Bane’s team is working more closely now with the development teams, integrating security tools to help automate checks of code to ensure there is speed to production.
“It’s really an area where we are sitting down with an engineer and going through every setting and every activity, and then getting the monitoring capabilities for those different applications running back into our security operations center. It is a huge lift,” he said. “It really becomes an area where we are trying to standardize on a couple of different infrastructure and platforms that we try to build on top of those, instead of this service, that service, this service. Those things have taken a great deal of time, and have really impacted the IT operations’ ability to really deliver the mission capabilities of what we’re trying to do for the organization.”
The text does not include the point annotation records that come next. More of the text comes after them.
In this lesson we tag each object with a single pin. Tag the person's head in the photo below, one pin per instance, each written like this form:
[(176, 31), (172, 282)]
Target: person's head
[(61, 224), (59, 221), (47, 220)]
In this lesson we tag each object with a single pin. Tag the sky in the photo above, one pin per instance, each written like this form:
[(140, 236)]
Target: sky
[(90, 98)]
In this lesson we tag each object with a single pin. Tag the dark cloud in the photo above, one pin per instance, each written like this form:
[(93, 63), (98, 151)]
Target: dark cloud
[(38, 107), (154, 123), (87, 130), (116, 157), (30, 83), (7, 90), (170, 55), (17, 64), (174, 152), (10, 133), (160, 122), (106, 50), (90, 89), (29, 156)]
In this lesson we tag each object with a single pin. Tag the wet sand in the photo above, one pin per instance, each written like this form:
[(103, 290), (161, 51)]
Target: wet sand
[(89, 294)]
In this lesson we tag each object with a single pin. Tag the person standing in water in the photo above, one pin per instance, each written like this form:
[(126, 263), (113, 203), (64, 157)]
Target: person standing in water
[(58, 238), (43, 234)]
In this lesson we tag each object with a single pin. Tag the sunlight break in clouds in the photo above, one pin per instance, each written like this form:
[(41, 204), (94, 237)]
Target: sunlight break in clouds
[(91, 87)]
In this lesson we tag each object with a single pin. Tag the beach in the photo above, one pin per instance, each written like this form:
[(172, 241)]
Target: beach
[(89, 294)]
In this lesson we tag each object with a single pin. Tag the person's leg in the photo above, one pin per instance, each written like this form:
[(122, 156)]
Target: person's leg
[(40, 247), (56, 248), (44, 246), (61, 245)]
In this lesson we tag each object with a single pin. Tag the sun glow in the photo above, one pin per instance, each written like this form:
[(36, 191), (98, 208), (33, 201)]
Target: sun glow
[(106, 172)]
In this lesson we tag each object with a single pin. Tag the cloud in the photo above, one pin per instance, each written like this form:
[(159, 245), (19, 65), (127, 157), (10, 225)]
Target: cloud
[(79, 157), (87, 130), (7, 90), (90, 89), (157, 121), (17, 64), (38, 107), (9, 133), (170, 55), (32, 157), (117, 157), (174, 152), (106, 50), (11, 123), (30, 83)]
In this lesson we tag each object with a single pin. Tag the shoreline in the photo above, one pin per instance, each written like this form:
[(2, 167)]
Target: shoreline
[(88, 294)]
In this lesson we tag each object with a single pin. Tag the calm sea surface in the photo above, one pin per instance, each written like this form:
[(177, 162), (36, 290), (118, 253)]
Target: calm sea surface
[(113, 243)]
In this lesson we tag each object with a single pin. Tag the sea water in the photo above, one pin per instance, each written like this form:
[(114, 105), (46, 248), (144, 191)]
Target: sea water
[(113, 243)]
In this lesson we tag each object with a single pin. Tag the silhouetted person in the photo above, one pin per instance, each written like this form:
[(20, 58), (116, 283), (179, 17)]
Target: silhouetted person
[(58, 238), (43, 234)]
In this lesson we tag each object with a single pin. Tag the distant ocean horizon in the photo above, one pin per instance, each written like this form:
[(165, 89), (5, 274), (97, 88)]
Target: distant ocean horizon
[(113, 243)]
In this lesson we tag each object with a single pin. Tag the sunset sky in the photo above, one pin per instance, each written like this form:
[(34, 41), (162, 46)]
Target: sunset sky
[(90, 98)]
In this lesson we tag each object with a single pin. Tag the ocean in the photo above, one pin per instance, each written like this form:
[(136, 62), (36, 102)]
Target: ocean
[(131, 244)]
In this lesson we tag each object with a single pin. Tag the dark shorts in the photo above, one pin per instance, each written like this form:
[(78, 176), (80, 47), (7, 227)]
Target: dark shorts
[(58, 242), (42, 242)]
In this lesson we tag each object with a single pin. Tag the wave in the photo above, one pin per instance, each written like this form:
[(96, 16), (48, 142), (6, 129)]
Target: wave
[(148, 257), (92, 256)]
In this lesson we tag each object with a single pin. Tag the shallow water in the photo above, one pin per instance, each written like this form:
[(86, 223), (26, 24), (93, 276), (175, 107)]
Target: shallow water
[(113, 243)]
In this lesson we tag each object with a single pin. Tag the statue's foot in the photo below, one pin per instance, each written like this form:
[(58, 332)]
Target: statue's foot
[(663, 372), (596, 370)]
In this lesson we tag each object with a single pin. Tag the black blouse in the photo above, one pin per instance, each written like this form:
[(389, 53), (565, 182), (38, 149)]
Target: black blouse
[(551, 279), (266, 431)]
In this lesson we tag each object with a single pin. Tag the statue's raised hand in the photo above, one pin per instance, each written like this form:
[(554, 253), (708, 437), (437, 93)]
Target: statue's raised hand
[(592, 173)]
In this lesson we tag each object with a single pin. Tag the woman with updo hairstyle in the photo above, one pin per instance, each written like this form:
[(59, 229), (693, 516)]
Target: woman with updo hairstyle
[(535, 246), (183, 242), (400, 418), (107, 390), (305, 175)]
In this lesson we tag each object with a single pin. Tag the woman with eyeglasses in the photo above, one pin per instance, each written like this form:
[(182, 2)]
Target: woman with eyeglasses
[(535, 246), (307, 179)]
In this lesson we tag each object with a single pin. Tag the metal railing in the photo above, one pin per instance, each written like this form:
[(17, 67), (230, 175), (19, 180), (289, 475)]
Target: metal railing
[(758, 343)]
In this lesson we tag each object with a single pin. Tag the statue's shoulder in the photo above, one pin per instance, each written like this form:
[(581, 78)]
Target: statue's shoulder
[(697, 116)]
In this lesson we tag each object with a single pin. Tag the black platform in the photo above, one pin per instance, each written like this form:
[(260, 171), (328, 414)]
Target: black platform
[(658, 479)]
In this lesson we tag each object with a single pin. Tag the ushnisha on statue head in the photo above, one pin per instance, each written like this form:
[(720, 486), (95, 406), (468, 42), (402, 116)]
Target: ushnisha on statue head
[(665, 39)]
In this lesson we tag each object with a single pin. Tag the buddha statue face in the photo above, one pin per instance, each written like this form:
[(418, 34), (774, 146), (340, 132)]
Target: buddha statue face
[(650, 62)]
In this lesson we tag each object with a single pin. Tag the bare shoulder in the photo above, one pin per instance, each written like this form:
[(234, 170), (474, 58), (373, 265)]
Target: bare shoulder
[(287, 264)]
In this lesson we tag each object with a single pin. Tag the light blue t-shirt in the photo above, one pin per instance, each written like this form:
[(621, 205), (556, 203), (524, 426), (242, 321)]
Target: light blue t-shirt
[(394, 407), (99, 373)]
The need to address the culture change as part of the overall modernization journey is common among public and private sector organizations.
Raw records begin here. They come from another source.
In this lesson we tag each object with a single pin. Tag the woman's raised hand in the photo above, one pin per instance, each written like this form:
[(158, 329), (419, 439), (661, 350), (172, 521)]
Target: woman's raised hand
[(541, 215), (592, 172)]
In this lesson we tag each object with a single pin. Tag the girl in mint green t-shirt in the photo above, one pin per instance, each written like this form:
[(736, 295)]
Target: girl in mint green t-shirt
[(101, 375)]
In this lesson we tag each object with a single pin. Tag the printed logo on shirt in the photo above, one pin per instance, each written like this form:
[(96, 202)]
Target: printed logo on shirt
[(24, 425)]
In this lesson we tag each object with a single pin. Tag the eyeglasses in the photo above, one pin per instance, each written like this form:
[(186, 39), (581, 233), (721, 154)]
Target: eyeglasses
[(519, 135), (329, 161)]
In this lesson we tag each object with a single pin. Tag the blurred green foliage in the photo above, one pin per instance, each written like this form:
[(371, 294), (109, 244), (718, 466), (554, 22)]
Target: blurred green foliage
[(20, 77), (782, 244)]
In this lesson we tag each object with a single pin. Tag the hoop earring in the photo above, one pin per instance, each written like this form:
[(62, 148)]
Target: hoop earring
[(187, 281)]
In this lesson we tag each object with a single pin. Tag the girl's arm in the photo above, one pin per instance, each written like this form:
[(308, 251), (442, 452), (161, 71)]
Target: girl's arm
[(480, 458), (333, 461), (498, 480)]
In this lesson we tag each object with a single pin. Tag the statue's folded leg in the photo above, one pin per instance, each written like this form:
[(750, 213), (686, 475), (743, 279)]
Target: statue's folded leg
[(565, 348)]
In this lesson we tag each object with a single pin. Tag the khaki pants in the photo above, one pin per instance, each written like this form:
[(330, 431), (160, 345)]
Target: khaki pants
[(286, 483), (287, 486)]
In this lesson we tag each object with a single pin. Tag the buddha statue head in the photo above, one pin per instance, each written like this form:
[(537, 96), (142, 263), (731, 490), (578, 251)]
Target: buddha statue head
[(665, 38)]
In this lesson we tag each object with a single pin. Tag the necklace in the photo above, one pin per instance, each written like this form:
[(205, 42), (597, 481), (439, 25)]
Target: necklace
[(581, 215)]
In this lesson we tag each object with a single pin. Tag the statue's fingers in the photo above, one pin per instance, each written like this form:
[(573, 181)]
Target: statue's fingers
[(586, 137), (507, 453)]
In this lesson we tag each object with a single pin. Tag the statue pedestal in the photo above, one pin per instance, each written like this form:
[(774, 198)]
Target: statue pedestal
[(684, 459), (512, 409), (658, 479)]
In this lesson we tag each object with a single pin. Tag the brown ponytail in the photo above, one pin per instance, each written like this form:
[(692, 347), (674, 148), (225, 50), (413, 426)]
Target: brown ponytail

But one way is by reducing the number of tools any organization relies on, and then bringing them all together through a single pane of glass, said Brian Mikkelsen, the vice president and general manager for U.S. public sector at Datadog.
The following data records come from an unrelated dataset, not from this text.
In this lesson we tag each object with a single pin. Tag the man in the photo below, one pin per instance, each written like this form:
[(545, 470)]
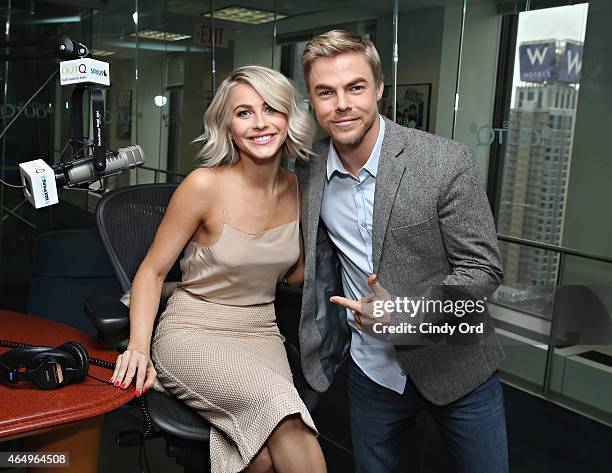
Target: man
[(387, 209)]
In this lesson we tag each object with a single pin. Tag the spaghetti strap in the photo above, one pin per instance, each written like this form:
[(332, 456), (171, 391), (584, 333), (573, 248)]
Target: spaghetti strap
[(297, 197), (221, 189)]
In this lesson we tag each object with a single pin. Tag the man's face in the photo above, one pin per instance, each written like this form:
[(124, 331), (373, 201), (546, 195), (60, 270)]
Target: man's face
[(344, 95)]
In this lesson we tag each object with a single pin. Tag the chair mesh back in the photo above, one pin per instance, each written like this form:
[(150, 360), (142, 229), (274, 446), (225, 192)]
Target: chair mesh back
[(127, 220)]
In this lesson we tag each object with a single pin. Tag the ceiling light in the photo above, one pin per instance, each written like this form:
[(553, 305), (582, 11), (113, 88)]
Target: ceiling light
[(160, 35), (245, 15)]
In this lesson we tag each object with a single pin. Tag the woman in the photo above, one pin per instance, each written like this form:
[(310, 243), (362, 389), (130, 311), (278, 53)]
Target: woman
[(217, 346)]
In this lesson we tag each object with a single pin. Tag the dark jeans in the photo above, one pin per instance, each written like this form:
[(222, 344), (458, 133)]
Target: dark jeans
[(473, 427)]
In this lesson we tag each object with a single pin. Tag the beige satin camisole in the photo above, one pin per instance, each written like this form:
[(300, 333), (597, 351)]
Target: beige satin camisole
[(241, 268)]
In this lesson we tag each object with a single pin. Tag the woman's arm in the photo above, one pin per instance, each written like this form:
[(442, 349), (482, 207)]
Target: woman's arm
[(189, 207), (295, 275)]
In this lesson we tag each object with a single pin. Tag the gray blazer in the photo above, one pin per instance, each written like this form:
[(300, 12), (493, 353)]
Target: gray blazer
[(432, 225)]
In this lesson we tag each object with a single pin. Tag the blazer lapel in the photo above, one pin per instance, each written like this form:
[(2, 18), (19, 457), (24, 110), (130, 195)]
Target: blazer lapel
[(318, 168), (390, 171)]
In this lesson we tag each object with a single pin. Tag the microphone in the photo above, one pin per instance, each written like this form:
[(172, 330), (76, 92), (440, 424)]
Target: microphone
[(41, 180), (83, 172)]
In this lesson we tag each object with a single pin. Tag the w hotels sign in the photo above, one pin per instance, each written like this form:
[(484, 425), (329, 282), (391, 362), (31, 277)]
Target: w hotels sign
[(542, 61)]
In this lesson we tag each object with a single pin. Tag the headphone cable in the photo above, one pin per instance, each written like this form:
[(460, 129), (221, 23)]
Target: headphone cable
[(148, 422)]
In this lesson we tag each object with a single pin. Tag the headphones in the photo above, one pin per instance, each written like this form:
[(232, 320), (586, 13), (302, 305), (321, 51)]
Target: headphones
[(46, 367)]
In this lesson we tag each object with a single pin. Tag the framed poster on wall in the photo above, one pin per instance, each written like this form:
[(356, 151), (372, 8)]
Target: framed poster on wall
[(413, 101)]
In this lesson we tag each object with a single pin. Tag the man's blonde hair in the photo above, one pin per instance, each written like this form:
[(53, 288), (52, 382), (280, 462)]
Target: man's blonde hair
[(276, 90), (337, 42)]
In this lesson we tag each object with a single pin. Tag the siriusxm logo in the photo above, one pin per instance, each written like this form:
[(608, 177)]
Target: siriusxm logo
[(72, 68), (43, 181), (98, 72)]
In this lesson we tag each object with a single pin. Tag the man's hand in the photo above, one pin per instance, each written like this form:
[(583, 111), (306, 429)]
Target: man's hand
[(364, 307)]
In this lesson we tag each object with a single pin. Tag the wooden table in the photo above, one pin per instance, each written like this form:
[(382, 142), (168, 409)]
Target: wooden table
[(68, 419)]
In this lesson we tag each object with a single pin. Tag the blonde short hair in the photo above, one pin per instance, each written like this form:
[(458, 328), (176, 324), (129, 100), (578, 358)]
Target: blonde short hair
[(276, 90), (337, 42)]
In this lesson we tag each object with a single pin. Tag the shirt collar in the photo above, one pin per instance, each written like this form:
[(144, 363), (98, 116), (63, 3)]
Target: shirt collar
[(371, 166)]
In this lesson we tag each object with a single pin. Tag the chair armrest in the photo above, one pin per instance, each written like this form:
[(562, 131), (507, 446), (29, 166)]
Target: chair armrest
[(107, 314)]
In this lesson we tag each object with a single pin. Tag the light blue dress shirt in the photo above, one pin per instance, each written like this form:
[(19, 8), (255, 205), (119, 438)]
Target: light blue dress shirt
[(346, 210)]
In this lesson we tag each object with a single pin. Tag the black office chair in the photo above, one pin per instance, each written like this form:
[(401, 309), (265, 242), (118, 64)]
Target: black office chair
[(69, 266), (127, 220)]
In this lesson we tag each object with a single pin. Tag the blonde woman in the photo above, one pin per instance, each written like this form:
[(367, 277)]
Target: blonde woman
[(217, 346)]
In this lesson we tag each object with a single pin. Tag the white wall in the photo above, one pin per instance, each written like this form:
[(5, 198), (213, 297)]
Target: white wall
[(477, 79)]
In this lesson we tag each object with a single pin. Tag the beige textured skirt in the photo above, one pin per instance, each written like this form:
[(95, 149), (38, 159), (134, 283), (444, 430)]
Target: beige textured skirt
[(230, 365)]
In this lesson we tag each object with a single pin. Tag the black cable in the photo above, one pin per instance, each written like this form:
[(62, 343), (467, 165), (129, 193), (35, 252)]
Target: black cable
[(147, 421)]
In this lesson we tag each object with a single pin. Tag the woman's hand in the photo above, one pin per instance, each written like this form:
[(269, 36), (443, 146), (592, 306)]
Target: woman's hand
[(135, 364)]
“Historically, you’ll have a network group, a [security operations center] group, an operations team, a development team and, then probably, all kinds of different interactions between those teams. But each of those teams have historically had their own tools. They’ll use one tool for the network; one tool for infrastructure observability; another for application performance monitoring (APM); and then something that connects perhaps legacy on-premise security and maybe another tool for cloud security,” Mikkelsen said. “A new way of thinking is built from having an end-to-end observability and security platform. One of the primary things we help customers with is tool reduction and bringing teams into a very common understanding of the health and security posture of their infrastructure and cloud architecture.”
He added by breaking down silos across disparate teams and creating a single source of truth, each of the teams have the same data and can address challenges as they arise.
Having the single source of truth also makes it easier for agencies to decide which applications can go to the cloud today, which ones will need some work, and which ones need to stay on-premise for the foreseeable future.
“What we’re doing is we’re helping federal agencies visualize and instrument their existing legacy platforms, which inherently allows them to baseline and create a roadmap for what they want to prioritize,” Mikkelsen said. “The first question I would ask is just simply, ‘whatever solutions we’re bringing to market, does this connect the dots?’ What I really mean by that is does it provide for tagging, for correlation and for automation? Or am I creating yet another silo? Or am I breaking down silos and bringing teams together? All of this connects to what we’re really trying to do, is these systems are capabilities that deliver experiences to our citizens, our employees, and so all this revolves around also citizen experience initiatives.”